Resort finansów przygotował plan, który zakłada cztery etapy zamiany walut: do wejścia systemu ERM2, przygotowującego nas do wstąpienia do unii walutowej, pobyt w systemie, pozytywna decyzja Komisji Europejskiej oraz wyznaczenie konkretnej daty i wreszcie okres przebywania Polski w strefie euro. Resort podtrzymuje wprawdzie połowę 2009 roku jako termin wejścia do ERM2, choć ekonomiści wątpią, czy uda się tego dokonać w tym czasie. Liczy też na pozytywną decyzję KE w połowie 2011 roku. Wówczas euro w naszych kieszeniach miałoby się znaleźć z początkiem 2012 roku.
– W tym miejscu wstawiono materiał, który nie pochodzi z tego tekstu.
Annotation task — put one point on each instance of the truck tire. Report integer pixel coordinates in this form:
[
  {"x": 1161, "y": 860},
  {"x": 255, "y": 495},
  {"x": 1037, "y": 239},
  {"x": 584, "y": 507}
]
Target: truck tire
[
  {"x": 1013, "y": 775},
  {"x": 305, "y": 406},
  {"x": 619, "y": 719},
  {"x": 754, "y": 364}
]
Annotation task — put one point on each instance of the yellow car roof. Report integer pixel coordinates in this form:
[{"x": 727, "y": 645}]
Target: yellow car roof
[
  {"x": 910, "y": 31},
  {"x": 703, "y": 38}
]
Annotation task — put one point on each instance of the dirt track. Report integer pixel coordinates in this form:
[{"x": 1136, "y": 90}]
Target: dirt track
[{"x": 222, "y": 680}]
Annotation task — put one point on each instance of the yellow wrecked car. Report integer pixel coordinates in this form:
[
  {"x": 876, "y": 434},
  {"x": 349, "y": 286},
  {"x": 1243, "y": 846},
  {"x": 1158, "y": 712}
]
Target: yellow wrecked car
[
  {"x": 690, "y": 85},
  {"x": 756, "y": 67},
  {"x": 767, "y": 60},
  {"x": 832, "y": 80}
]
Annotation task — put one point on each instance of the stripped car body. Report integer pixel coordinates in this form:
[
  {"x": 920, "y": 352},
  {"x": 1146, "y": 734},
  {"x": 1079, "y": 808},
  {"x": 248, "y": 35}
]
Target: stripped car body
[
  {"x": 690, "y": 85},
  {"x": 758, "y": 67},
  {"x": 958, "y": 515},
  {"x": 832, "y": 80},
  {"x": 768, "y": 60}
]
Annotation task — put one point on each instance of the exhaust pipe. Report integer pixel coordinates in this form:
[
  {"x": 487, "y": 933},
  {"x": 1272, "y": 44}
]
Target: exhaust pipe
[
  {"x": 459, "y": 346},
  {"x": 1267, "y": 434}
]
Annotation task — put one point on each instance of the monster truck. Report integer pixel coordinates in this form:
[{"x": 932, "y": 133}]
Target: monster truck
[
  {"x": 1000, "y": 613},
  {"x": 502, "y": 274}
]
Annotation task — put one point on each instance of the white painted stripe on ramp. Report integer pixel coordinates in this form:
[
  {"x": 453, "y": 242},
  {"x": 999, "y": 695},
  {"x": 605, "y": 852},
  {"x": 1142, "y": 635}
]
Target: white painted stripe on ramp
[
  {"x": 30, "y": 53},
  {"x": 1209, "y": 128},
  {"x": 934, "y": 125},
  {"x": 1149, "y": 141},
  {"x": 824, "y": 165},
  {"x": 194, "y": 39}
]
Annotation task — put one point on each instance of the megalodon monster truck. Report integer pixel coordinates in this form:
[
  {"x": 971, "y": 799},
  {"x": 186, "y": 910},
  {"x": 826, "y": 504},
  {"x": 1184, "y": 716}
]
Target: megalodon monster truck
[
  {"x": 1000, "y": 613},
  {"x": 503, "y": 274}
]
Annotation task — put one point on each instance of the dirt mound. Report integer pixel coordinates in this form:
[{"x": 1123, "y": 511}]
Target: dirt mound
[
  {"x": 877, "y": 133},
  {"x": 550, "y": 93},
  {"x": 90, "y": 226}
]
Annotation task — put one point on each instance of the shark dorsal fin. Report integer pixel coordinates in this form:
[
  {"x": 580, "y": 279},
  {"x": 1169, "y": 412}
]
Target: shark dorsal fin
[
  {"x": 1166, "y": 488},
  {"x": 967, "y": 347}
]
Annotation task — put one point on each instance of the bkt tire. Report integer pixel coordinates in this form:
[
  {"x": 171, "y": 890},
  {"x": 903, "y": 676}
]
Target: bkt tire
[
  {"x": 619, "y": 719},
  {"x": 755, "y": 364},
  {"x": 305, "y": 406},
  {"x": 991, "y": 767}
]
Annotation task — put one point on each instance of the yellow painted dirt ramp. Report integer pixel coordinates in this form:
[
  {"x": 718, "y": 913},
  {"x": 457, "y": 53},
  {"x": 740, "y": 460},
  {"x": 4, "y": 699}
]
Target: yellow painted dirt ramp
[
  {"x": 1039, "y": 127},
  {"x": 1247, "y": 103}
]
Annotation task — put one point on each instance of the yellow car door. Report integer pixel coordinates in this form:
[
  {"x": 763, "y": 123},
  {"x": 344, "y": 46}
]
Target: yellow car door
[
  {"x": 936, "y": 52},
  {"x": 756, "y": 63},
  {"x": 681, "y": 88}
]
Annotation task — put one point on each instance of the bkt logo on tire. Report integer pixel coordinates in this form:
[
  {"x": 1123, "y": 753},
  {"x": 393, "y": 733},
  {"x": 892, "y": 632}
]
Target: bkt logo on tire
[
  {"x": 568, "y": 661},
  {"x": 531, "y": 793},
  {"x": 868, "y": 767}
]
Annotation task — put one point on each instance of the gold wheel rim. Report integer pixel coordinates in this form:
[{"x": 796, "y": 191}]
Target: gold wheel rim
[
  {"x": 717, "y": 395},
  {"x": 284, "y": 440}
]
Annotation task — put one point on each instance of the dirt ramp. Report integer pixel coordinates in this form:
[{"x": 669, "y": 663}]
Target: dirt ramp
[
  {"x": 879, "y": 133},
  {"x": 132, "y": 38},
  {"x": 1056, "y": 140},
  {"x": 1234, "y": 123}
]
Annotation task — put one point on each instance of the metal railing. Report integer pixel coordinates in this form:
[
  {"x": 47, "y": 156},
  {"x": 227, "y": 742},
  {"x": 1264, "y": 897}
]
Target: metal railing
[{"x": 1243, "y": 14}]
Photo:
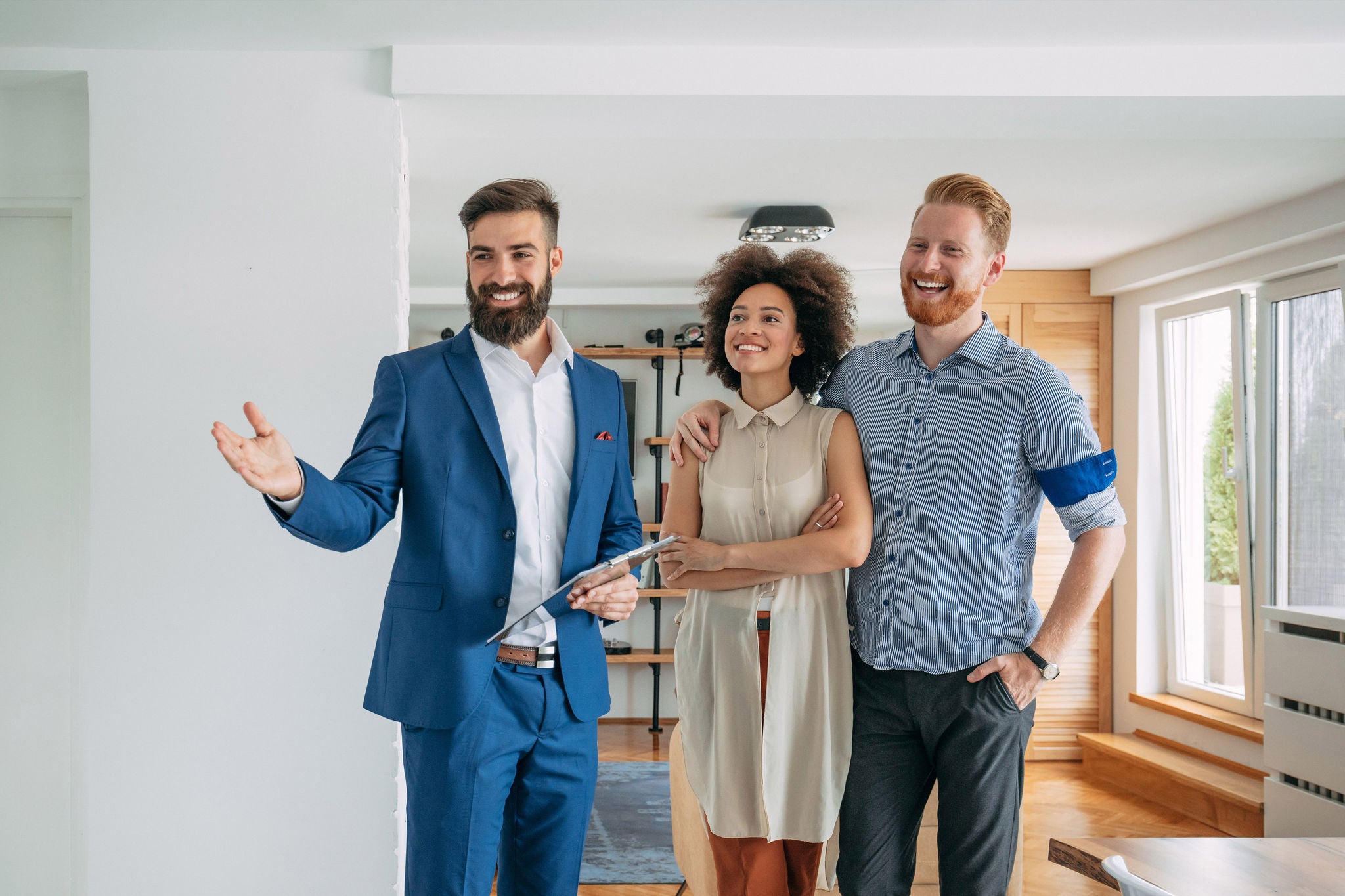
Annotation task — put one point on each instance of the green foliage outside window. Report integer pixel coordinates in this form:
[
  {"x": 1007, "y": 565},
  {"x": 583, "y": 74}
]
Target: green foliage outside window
[{"x": 1220, "y": 494}]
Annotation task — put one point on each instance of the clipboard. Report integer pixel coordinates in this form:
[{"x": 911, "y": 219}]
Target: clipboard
[{"x": 630, "y": 557}]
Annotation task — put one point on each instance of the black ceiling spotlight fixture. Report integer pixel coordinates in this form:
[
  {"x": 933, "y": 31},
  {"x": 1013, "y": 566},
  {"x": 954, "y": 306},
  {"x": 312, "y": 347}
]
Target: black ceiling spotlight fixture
[{"x": 787, "y": 224}]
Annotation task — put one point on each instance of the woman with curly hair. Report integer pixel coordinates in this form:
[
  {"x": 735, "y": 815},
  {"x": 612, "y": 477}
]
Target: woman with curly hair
[{"x": 767, "y": 526}]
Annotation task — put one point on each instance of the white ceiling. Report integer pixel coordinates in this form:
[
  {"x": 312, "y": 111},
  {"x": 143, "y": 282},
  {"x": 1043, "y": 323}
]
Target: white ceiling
[
  {"x": 653, "y": 188},
  {"x": 337, "y": 24}
]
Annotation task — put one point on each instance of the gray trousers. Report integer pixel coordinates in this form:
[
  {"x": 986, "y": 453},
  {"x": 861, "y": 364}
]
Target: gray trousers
[{"x": 912, "y": 729}]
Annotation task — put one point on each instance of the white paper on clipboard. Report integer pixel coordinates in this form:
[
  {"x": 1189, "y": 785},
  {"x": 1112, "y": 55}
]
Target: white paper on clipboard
[{"x": 630, "y": 557}]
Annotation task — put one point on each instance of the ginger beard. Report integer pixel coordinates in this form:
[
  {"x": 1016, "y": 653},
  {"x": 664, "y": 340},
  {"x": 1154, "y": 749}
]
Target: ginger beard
[
  {"x": 938, "y": 310},
  {"x": 509, "y": 326}
]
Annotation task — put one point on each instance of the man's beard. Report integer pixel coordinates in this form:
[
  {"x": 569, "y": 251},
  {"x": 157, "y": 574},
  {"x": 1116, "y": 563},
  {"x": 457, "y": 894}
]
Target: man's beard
[
  {"x": 938, "y": 312},
  {"x": 509, "y": 326}
]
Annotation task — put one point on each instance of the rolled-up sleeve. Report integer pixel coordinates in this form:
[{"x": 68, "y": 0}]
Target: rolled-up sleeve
[{"x": 1063, "y": 450}]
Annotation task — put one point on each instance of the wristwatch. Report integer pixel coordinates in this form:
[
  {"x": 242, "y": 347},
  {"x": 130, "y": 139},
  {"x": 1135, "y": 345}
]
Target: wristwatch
[{"x": 1049, "y": 671}]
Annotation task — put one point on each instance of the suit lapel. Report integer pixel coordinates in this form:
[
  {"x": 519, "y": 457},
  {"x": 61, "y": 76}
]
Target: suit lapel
[
  {"x": 581, "y": 382},
  {"x": 466, "y": 368}
]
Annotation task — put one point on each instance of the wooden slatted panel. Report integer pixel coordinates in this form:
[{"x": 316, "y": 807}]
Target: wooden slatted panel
[{"x": 1075, "y": 337}]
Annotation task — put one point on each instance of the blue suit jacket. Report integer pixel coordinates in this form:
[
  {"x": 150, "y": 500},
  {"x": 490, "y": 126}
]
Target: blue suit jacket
[{"x": 432, "y": 436}]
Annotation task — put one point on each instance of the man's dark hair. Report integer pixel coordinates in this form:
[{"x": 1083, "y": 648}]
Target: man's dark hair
[
  {"x": 514, "y": 195},
  {"x": 824, "y": 309}
]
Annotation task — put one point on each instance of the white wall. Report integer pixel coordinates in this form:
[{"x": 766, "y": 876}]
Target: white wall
[
  {"x": 43, "y": 468},
  {"x": 242, "y": 241},
  {"x": 43, "y": 405}
]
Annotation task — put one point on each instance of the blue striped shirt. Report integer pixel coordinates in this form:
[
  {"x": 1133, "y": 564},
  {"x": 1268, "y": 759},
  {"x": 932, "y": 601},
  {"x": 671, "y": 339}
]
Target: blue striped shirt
[{"x": 959, "y": 458}]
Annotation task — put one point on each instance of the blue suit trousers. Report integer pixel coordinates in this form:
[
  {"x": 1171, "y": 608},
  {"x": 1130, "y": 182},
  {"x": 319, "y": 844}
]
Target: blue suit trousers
[{"x": 510, "y": 786}]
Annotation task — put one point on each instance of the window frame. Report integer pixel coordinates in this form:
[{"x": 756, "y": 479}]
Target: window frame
[
  {"x": 1265, "y": 548},
  {"x": 1238, "y": 304}
]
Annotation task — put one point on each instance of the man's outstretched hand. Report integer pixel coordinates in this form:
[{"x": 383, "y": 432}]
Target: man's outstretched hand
[
  {"x": 265, "y": 461},
  {"x": 697, "y": 430},
  {"x": 611, "y": 594}
]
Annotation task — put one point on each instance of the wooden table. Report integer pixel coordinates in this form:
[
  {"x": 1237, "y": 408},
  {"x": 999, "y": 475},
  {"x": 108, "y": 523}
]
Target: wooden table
[{"x": 1215, "y": 865}]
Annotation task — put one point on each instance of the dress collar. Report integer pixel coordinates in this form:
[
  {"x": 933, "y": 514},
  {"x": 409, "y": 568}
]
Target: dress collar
[
  {"x": 981, "y": 347},
  {"x": 562, "y": 349},
  {"x": 780, "y": 413}
]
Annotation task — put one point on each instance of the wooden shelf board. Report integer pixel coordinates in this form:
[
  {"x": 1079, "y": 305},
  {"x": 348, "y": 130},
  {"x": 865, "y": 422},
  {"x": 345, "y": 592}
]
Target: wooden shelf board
[
  {"x": 1229, "y": 723},
  {"x": 640, "y": 654},
  {"x": 638, "y": 352}
]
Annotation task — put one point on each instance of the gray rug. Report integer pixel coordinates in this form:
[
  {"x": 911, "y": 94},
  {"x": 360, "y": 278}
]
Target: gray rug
[{"x": 630, "y": 836}]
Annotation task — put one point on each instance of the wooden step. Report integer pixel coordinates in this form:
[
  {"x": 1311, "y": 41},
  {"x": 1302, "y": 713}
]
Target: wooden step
[
  {"x": 1229, "y": 723},
  {"x": 1218, "y": 797}
]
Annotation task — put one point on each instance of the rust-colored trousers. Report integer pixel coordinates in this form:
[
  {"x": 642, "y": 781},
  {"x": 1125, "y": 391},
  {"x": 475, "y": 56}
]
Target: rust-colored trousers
[{"x": 751, "y": 865}]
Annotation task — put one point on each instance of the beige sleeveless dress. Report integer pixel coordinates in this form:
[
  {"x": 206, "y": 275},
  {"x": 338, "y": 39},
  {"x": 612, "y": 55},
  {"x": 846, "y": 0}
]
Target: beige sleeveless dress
[{"x": 776, "y": 775}]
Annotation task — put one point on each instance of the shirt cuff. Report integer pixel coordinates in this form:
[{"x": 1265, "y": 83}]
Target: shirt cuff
[
  {"x": 288, "y": 508},
  {"x": 1095, "y": 512}
]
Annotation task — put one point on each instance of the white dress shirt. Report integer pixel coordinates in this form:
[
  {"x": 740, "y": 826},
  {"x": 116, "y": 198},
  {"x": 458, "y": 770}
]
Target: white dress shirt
[{"x": 537, "y": 425}]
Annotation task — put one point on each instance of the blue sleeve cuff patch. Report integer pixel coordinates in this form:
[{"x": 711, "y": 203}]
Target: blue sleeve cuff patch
[{"x": 1071, "y": 484}]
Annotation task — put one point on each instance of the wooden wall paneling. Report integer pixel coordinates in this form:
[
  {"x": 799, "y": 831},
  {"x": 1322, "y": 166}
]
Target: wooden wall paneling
[
  {"x": 1044, "y": 286},
  {"x": 1006, "y": 317},
  {"x": 1076, "y": 337}
]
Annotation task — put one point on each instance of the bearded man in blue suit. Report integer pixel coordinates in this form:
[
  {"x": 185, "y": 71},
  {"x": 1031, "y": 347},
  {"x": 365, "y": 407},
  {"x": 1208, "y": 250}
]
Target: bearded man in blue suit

Przyjęcie harmonogramu przez rząd będzie sygnałem do rozpoczęcia przygotowań przez przedsiębiorstwa. Na razie bowiem wstrzymują się one z wszelkimi działaniami, nie bardzo wierząc w realność politycznych deklaracji. Mimo to – jak wynika z badań przeprowadzonych przez Instytut GfK Polonia w ramach projektu ProEuro, nad którym patronat ma „Rzeczpospolita” – ponad połowa z nas uważa się za dobrze poinformowanych w sprawie procesu integracji Polski ze strefą euro. To prawie dwukrotnie lepszy wynik niż rok temu (28 proc.). Z drugiej strony jednak wzrastają obawy związane z wprowadzeniem nowej waluty. Coraz więcej Polaków uważa, że wejście do strefy euro będzie miało negatywne konsekwencje dla naszego kraju.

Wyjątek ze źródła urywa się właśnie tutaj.